How should Microsoft spend $49bn?

Discussion in 'General Microsoft Certifications' started by SimonV, Jul 30, 2003.

  1. SimonV
    Honorary Member

    SimonV Petabyte Poster Gold Member

    How should Microsoft spend $49bn? Perhaps they could start again from the beginning.

    Microsoft said last week it plans to hire 4,000 to 5,000 new workers and to increase research spending by about 8 percent, to $6.9bn (£4.24bn) per year. The company also said it has $49bn lying around collecting interest. hhhmmm small change I guess. So what should they be spending this money on? Whats your view.
    Certifications: MOS Master 2003, CompTIA A+, MCSA:M, MCSE
    WIP: Keeping CF Alive...
  2. Nelix
    Honorary Member

    Nelix Gigabyte Poster

    GIMME GIMME GIMME (a (wo)man after midnight) :D

    A million £ would do, they wouldn't even notice it
    Certifications: A+, 70-210, 70-290, 70-291, 74-409, 70-410, 70-411, 70-337, 70-347
    WIP: 70-346
  3. Sandy

    Sandy Ex-Member

    interesting point

    how about buying a couple of small planets?
  4. Jakamoko
    Honorary Member

    Jakamoko On the move again ...

    How many sweeties would that be, then ? :eek:
    Certifications: MCP, A+, Network+
    WIP: Clarity
  5. Sandy

    Sandy Ex-Member

    are we talking Mars bars or "Hundreds and Thousands" ( an old Dad's Army line)
  6. Anonymouse

    Anonymouse Bit Poster

    ...they can find some way to remove all their HotMail subscribers from the multiple spam lists, ideally without telling the companies responsible for the spam. They should also resolve, on pain of death, never to repeat the fiasco regarding the checkboxes in HotMail.

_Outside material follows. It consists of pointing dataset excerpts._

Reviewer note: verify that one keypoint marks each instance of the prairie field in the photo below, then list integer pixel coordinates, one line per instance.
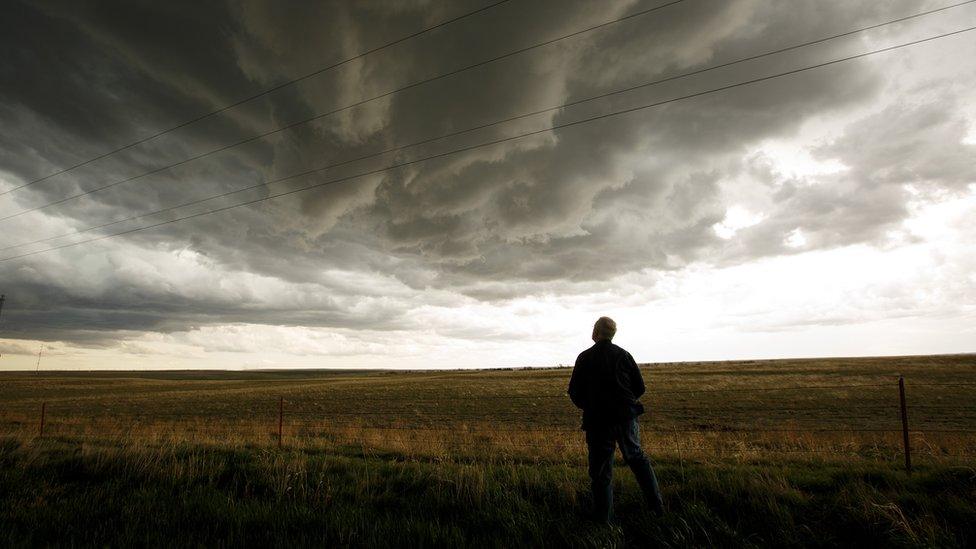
(749, 453)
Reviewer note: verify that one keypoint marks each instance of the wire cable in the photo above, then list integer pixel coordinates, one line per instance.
(338, 110)
(399, 148)
(257, 95)
(486, 144)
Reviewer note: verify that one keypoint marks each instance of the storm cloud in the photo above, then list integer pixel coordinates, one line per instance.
(576, 211)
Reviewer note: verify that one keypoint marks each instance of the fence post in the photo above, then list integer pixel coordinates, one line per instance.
(904, 424)
(281, 412)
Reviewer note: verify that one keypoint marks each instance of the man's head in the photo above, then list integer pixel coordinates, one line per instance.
(605, 328)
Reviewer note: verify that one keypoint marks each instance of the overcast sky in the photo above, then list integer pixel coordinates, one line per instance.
(828, 212)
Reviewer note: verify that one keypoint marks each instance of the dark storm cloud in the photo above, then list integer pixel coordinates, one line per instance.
(633, 193)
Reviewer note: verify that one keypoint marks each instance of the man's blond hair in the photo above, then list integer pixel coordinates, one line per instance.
(604, 328)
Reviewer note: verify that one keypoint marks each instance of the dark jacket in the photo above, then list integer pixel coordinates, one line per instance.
(606, 384)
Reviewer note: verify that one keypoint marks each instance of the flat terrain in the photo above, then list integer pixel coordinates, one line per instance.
(749, 453)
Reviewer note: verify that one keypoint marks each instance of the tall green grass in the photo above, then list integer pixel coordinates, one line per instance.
(64, 492)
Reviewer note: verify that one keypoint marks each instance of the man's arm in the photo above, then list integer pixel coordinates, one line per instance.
(636, 380)
(576, 392)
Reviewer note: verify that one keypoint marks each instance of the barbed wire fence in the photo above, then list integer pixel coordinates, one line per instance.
(461, 425)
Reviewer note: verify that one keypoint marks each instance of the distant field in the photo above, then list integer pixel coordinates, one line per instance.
(749, 452)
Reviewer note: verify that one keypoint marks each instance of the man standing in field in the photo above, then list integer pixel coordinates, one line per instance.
(606, 384)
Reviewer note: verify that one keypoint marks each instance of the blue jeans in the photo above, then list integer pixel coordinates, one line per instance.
(601, 442)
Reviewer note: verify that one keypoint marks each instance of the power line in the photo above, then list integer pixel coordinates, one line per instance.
(399, 148)
(485, 144)
(257, 95)
(359, 103)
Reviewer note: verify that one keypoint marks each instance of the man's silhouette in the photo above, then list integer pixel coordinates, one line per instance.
(606, 384)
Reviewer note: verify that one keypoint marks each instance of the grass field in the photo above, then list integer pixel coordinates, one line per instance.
(791, 452)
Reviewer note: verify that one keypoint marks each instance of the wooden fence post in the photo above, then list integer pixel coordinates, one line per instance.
(904, 424)
(281, 412)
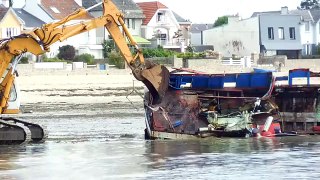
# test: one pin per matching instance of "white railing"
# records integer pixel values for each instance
(245, 61)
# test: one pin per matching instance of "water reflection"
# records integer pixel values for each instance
(235, 158)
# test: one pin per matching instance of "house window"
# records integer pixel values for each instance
(292, 32)
(163, 36)
(55, 10)
(127, 22)
(133, 24)
(270, 33)
(8, 32)
(160, 17)
(281, 32)
(307, 26)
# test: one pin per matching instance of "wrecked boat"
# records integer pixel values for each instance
(260, 103)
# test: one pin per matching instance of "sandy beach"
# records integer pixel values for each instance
(82, 90)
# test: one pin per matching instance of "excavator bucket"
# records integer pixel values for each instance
(156, 80)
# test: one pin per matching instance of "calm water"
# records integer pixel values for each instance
(114, 148)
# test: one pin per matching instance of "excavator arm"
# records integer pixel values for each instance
(39, 40)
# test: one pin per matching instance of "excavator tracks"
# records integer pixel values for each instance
(16, 131)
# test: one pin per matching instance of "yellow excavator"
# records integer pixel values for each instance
(38, 41)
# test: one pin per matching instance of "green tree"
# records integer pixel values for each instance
(309, 4)
(221, 21)
(67, 52)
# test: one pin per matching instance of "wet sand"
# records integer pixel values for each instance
(75, 91)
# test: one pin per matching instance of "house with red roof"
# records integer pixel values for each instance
(164, 27)
(10, 23)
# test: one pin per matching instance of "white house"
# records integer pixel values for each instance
(162, 25)
(238, 37)
(309, 30)
(132, 14)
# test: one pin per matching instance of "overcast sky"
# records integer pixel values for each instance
(207, 11)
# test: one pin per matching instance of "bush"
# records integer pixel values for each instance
(55, 59)
(158, 52)
(116, 59)
(24, 60)
(86, 58)
(67, 52)
(108, 46)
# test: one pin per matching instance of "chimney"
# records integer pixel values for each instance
(232, 19)
(5, 2)
(284, 10)
(79, 2)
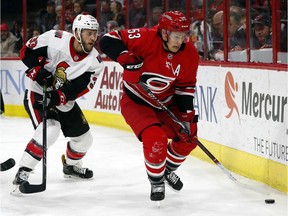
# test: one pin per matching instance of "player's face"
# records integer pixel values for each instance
(175, 40)
(89, 38)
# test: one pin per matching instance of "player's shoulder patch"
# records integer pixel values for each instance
(99, 58)
(58, 34)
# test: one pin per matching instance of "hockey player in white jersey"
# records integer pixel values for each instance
(69, 65)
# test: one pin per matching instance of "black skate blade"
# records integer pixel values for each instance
(8, 164)
(28, 188)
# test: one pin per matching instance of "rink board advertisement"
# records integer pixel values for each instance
(245, 109)
(238, 108)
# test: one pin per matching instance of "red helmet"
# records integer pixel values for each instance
(174, 21)
(4, 27)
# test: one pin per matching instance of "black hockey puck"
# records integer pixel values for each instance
(269, 201)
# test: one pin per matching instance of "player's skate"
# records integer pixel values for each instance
(157, 191)
(75, 171)
(21, 176)
(173, 180)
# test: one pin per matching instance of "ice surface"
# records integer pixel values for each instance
(120, 186)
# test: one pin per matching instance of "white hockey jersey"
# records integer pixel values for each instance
(54, 51)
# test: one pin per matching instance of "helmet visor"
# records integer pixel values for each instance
(181, 37)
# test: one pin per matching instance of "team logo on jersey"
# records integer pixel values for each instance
(32, 42)
(59, 34)
(60, 76)
(170, 56)
(99, 58)
(175, 71)
(157, 83)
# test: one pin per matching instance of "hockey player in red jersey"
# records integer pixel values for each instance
(162, 58)
(69, 66)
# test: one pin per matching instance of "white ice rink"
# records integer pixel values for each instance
(120, 186)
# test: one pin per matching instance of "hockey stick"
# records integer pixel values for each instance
(8, 164)
(185, 130)
(26, 187)
(205, 150)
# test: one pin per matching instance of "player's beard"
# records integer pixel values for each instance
(88, 47)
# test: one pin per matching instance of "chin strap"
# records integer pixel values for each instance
(80, 42)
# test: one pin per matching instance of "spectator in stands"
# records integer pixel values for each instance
(112, 26)
(8, 41)
(48, 20)
(217, 34)
(237, 33)
(155, 16)
(197, 37)
(69, 11)
(58, 26)
(79, 8)
(36, 32)
(262, 37)
(105, 15)
(2, 107)
(137, 14)
(216, 6)
(58, 10)
(117, 14)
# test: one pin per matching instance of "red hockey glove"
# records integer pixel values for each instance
(40, 75)
(56, 98)
(190, 121)
(132, 65)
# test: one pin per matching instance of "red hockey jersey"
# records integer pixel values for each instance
(168, 75)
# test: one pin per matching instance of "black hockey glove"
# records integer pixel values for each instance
(55, 98)
(190, 121)
(132, 65)
(40, 75)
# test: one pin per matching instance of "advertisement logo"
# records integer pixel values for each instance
(231, 88)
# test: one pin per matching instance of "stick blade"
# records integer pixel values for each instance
(8, 164)
(28, 188)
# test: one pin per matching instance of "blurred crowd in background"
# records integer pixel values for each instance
(207, 21)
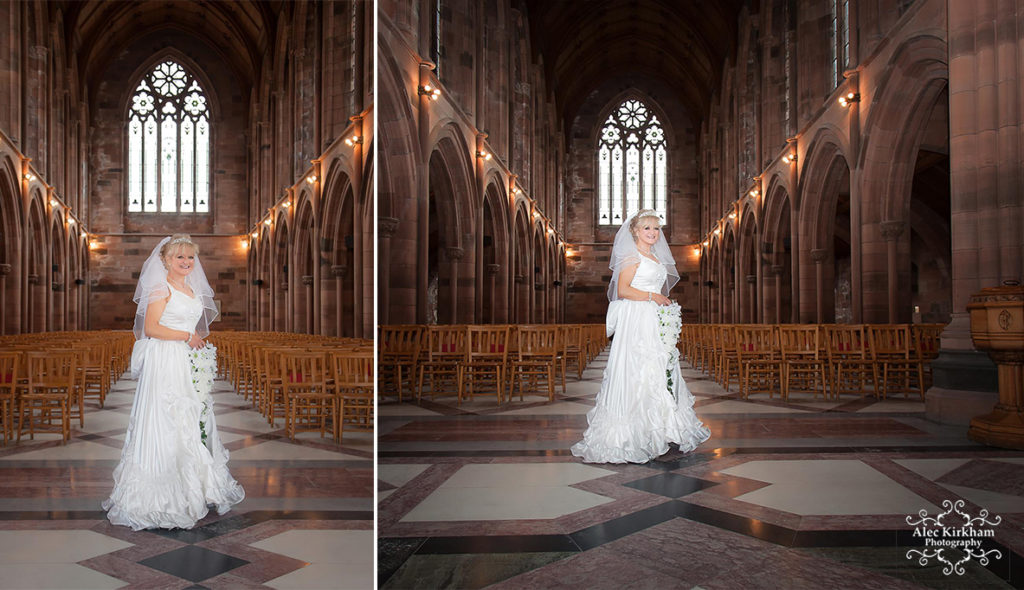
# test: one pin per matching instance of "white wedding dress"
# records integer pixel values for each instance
(636, 415)
(167, 476)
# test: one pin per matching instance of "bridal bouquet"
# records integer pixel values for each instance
(204, 368)
(670, 321)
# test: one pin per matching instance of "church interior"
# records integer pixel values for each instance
(248, 125)
(850, 170)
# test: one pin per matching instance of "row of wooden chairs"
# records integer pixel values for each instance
(313, 383)
(472, 360)
(830, 360)
(46, 377)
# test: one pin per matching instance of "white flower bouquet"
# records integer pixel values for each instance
(203, 363)
(670, 321)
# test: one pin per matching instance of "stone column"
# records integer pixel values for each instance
(307, 282)
(777, 270)
(338, 271)
(818, 255)
(454, 255)
(4, 271)
(493, 270)
(386, 227)
(891, 230)
(752, 281)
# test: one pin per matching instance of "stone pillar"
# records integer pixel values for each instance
(455, 256)
(752, 281)
(818, 255)
(386, 227)
(776, 270)
(4, 271)
(493, 270)
(307, 282)
(891, 230)
(338, 270)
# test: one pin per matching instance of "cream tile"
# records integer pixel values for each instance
(54, 546)
(274, 451)
(399, 474)
(337, 558)
(931, 468)
(507, 492)
(54, 577)
(827, 487)
(734, 407)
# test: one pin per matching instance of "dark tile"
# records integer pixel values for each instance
(617, 528)
(670, 485)
(194, 563)
(498, 544)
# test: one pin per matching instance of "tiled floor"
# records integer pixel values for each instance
(806, 494)
(306, 520)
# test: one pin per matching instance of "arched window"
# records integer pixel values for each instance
(632, 164)
(169, 143)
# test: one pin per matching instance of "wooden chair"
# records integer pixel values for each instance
(849, 360)
(536, 359)
(445, 349)
(399, 353)
(758, 359)
(896, 361)
(52, 379)
(308, 404)
(486, 360)
(352, 373)
(9, 367)
(802, 360)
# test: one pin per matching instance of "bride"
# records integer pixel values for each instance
(171, 466)
(638, 410)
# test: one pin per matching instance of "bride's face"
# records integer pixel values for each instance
(180, 262)
(648, 232)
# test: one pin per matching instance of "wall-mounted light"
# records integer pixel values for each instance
(849, 99)
(428, 90)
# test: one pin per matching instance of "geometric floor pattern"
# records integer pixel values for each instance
(804, 494)
(306, 520)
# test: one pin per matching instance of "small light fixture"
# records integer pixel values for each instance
(428, 90)
(849, 99)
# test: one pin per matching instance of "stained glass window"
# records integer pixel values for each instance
(632, 164)
(169, 143)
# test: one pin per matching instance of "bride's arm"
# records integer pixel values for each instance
(628, 292)
(153, 327)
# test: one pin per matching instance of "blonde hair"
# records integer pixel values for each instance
(643, 214)
(177, 243)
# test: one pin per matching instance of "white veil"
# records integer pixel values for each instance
(153, 285)
(625, 253)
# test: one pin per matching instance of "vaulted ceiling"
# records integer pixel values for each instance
(240, 30)
(681, 43)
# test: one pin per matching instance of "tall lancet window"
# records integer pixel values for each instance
(632, 164)
(169, 143)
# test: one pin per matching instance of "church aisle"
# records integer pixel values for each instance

    Next, they can write an open source version of Windows.

    Making the Registry a bit more legible would help - I can understand storing keys etc. in hex, but displaying them like that? What exactly are you supposed to make of the class IDs when they're just apparently random strings of hex digits?

    Since Microsoft now own Apple (is that still true?), they should develop a version of Windows that works on Motorola processors - for anyone who's done assembler programming, I can tell you from experience that programming in 68000 Assembler is a joy compared to 80386 Assembler. The Motorola chips have a cleaner, more efficient architecture, and to the best of my knowledge they don't have to run hot enough to fry eggs on. Combine Motorola chip power with, say, Win 2000, and you'd really have something.